A mild but wet winter is a fairly good bet for Long Island and New York City, but don't write off the chance of a deep freeze, a NOAA forecaster said Thursday.
Mike Halpert, deputy director of the National Oceanic and Atmospheric Administration's Climate Prediction Center, said in a media teleconference that chances are tilting toward warmer temperatures and above-normal precipitation. But he said other weather patterns "are always possible, just less likely."
A key driver for the predictions from December through February, known as meteorological winter: El Niño, the Pacific climate pattern that influences weather around the world.
While the long-range outlook refers to precipitation rather than snowfall specifically, Halpert said even a warmer-than-normal winter can include some big snowstorms, especially in the Northeast and mid-Atlantic region.
Past winters associated with El Niño, which leads to more storm systems moving up the coast, have, on average, tended to be snowier in the Northeast, said Arthur T. DeGaetano, director of the Northeast Regional Climate Center.
Long-range forecasters at AccuWeather Inc. anticipate near-normal snowfall this season for the region including Long Island, senior meteorologist Brett Anderson said.
Still, "all it takes is one storm that can dump a season's worth of snow," he said.
His team also anticipates a wetter-than-normal winter season, pointing to likelihood for "an active storm track coming up from the Gulf of Mexico area and running up along the Eastern Seaboard."

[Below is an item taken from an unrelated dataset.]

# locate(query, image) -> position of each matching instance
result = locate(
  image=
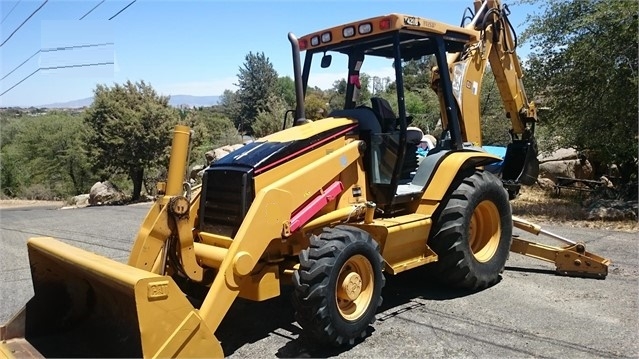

Conditions indicate a likelihood for those systems to deliver rain earlier in the winter, but switch more to snow from mid-January on, he said.
Normal snowfall at Long Island MacArthur Airport is 19.2 inches for the winter, according to the Northeast Regional Climate Center, with December averaging 5.4 inches; January, 6.7; and February, 7.1.
Monthly temperature averages at the airport are, respectively, 35.6 degrees, 30.6 and 32.8, with 33 for the season as a whole.